About the Project
The MOA Collection
The complete MOA collection includes over 1.5 million images, representing approximately 5,000 volumes of primary source materials. The selection process at Cornell focused on the major journal literature of the period, ranging from general interest publications to those with more targeted audiences (such as agriculture). The Michigan process focused on monographs in the subject areas of education, psychology, American history, sociology, science and technology, and religion.
The thematic focus of the initial phase--antebellum period through reconstruction, 1850-1877--was chosen for several reasons:
- the extant literature is manageable, so that a cohesive body of material in digital form can be assembled quickly
- publications from this period are not covered by copyright protection
- scholarly and general interest in this period of American history remains high, thus increasing the potential of the collection as a research and teaching tool at the partner institutions
- this core collection will serve as the foundation for an extended distributed collection as the project grows
- much of the literature of this period is deteriorating rapidly--to preserve its informational content, the materials must be reformatted.
The Conversion Process
The materials in the MOA collection were scanned from the original paper source, with materials disbound locally due to the brittle nature of many of the items.
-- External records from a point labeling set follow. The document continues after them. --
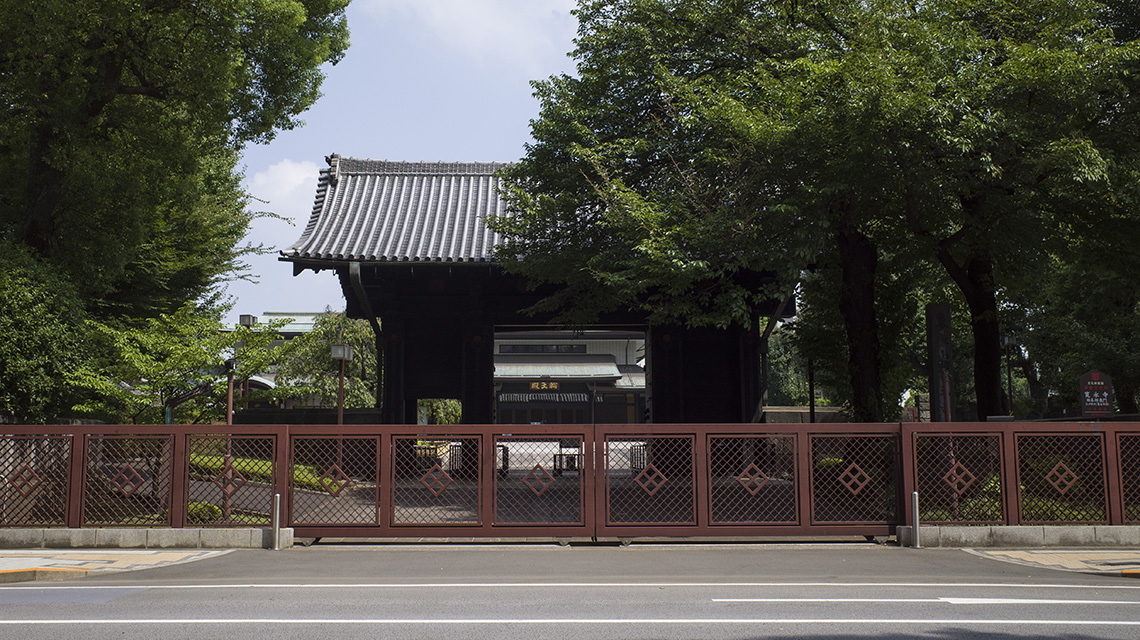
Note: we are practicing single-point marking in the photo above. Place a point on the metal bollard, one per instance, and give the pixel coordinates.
(914, 507)
(277, 521)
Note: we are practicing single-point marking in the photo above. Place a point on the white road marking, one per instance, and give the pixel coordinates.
(928, 600)
(912, 622)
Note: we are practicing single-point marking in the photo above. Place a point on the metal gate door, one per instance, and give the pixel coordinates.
(594, 481)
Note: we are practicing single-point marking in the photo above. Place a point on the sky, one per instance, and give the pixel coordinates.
(423, 80)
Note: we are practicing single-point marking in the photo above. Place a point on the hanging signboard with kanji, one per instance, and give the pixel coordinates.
(1097, 396)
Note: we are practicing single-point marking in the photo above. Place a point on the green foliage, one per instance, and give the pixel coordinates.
(41, 340)
(121, 130)
(441, 411)
(174, 361)
(201, 512)
(862, 143)
(309, 374)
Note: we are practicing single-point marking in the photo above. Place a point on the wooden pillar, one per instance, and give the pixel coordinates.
(478, 370)
(393, 411)
(665, 374)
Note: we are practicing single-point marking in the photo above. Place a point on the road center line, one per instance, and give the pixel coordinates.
(928, 600)
(910, 622)
(593, 585)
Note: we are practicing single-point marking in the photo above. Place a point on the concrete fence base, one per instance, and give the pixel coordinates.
(144, 539)
(1022, 536)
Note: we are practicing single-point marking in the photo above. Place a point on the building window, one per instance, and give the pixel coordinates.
(542, 348)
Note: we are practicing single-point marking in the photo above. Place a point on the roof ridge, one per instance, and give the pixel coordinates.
(344, 164)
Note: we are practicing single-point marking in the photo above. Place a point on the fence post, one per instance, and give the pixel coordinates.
(75, 480)
(179, 469)
(917, 520)
(277, 521)
(908, 444)
(1113, 477)
(1010, 483)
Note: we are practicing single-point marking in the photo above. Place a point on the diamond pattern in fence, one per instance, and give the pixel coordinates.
(1061, 478)
(959, 478)
(436, 481)
(335, 480)
(34, 480)
(129, 480)
(855, 478)
(1130, 476)
(752, 479)
(649, 480)
(538, 480)
(230, 480)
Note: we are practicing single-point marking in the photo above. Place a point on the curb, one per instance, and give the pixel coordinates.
(143, 539)
(40, 575)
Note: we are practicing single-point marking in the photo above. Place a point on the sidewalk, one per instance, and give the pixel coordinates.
(26, 565)
(22, 565)
(1112, 562)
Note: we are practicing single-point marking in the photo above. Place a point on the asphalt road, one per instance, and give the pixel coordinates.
(725, 591)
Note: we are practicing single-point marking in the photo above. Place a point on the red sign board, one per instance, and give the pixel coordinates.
(1097, 396)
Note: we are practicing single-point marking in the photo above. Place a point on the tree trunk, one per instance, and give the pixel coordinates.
(858, 260)
(1125, 396)
(975, 278)
(982, 300)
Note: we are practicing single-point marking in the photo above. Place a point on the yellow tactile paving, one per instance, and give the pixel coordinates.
(89, 560)
(1084, 560)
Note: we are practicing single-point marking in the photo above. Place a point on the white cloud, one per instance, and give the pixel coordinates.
(285, 188)
(524, 33)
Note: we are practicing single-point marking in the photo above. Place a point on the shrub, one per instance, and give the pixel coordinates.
(203, 512)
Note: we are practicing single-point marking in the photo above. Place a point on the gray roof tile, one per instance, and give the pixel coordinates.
(375, 210)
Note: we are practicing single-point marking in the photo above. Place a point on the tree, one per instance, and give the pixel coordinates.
(41, 340)
(707, 140)
(176, 363)
(1024, 113)
(309, 373)
(122, 121)
(121, 131)
(703, 144)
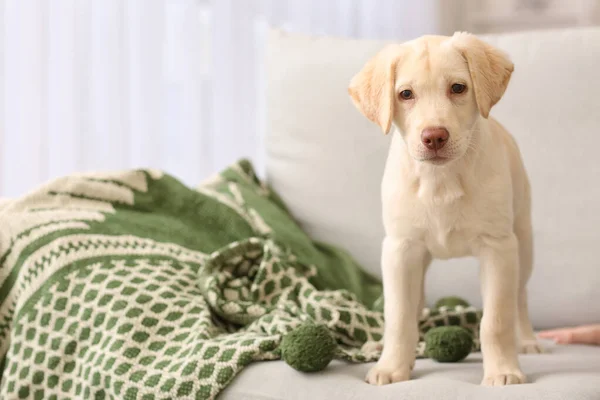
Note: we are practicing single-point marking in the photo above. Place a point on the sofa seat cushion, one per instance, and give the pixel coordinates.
(565, 372)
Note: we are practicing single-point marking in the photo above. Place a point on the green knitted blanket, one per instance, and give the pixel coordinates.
(131, 285)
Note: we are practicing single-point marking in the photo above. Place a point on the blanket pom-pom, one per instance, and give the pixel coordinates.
(308, 348)
(448, 343)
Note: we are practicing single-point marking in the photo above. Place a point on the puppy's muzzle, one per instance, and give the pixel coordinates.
(435, 138)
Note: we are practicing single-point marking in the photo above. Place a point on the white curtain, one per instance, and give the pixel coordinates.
(170, 84)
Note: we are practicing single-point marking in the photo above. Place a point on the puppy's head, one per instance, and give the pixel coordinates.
(433, 89)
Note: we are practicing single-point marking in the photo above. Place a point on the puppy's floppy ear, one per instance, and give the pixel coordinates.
(490, 69)
(372, 89)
The conversion of the materials was outsourced to Northern Micrographics, Inc., a service vendor in LaCrosse, WI. The images were captured at 600 dpi in TIFF image format and compressed using CCITT Group 4. Minimal document structuring occurred at the point of conversion, primarily linking image numbers to pagination and tagging self-referencing portions of the text. In the case of serials, low-level indexing was added post-conversion by the partner institutions; Cornell and Michigan staff are collaborating to determine low-level indexing guidelines for this complex group of serial titles.
Further conversion included both optical character recognition of the page images, and SGML-encoding of the ensuing textual information.